Board of SAG’s Regional Branch Endorses Single Actors’ Union

Argue the combination would both avoid jurisdictional disputes and enhance the union’s bargaining power

The Screen Actors Guild’s push to create a single union to cover SAG and AFTRA members has drawn a new endorsement from SAG’s Regional Branch’s board of directors.

At a meeting over the weekend in Washington, the board voted to go along with the combination — a move that both SAG and AFTRA officials support.

SAG president Ken Howard, who attended the meeting, expressed appreciation for the vote.

 “The Regional Branch Division of Screen Actors Guild is the vital and important voice of our membership in the Branches,” he said in a statement. “I’m pleased that they so strongly endorsed the idea of one union for all performers.”

Howard, who has been a strong supporter of combining the unions, told TheWrap after his election late last year, “I would be very good to put all the actors under one tent; it would certainly provide us with more power at the bargaining table. We can’t be turned against each other that way.”

SAG and AFTRA several times tried to combine several times. The two unions voted in 1998 and 2003 to combine, but failed each time to get the 60 percent approval of SAG’s membership, the last time just barely (AFTRA members approved it, as did 57.8 percent of SAG’s membership).

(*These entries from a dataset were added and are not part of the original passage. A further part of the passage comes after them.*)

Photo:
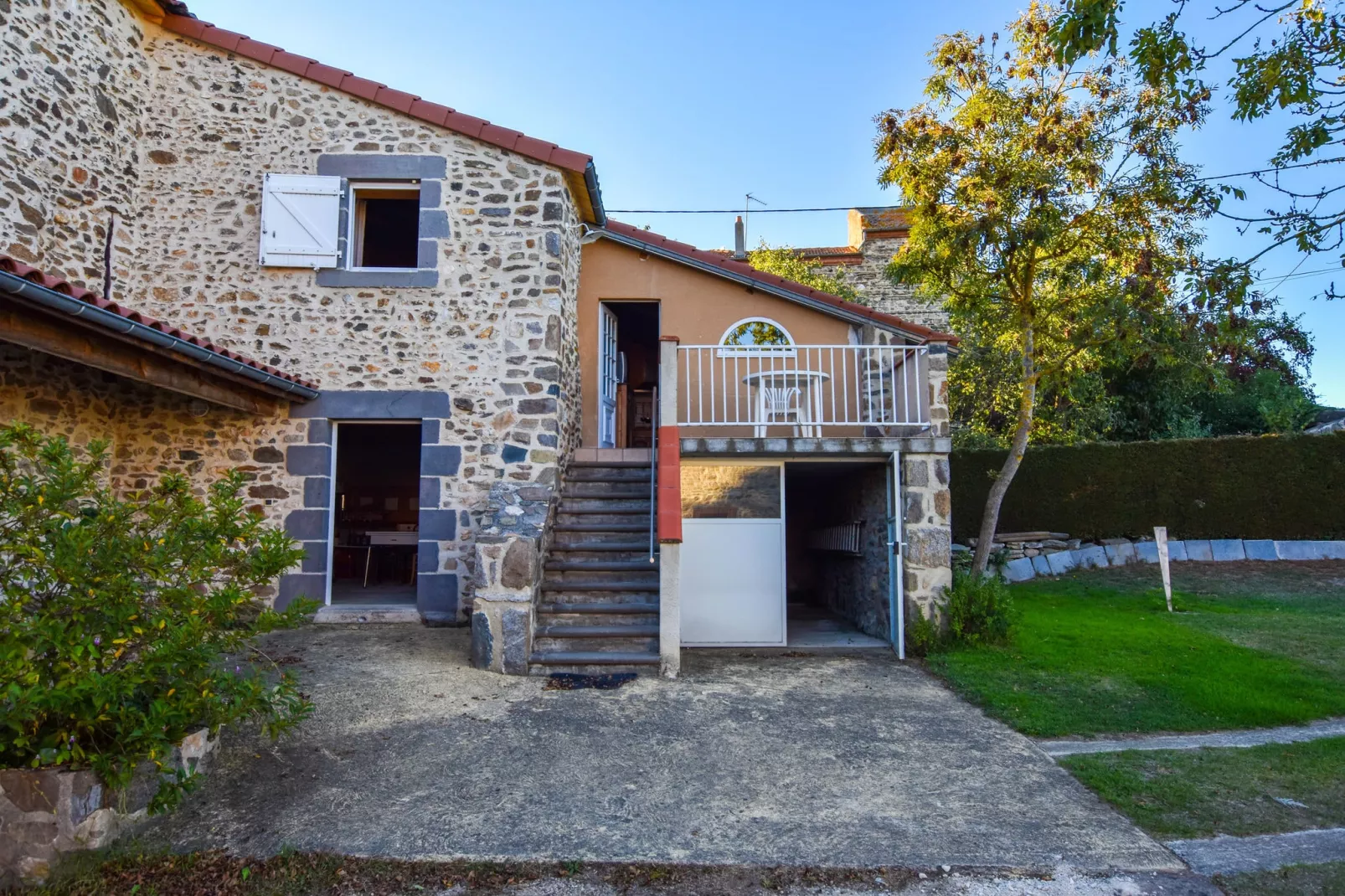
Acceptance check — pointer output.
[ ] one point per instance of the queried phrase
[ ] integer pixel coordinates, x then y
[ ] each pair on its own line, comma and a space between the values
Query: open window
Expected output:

There is a new push to combine, with proponents arguing the combination would both avoid jurisdictional disputes over TV, film and commercials produced using news technologies and enhance the unions bargaining power.
This time, proponents are also citing developments in digital production since 2003 to further buttress their arguments.

The regional board at its meeting also heard AFL-CIO President Richard Trumka.

“SAG does such a great job of representing performing artists, and is also doing more than ever as part of our entire union movement,” Trumka told the SAG leaders, according to a SAG release. “SAG’s active support of all workers’ rights has been crucial in helping us keep labor issues in the spotlight.”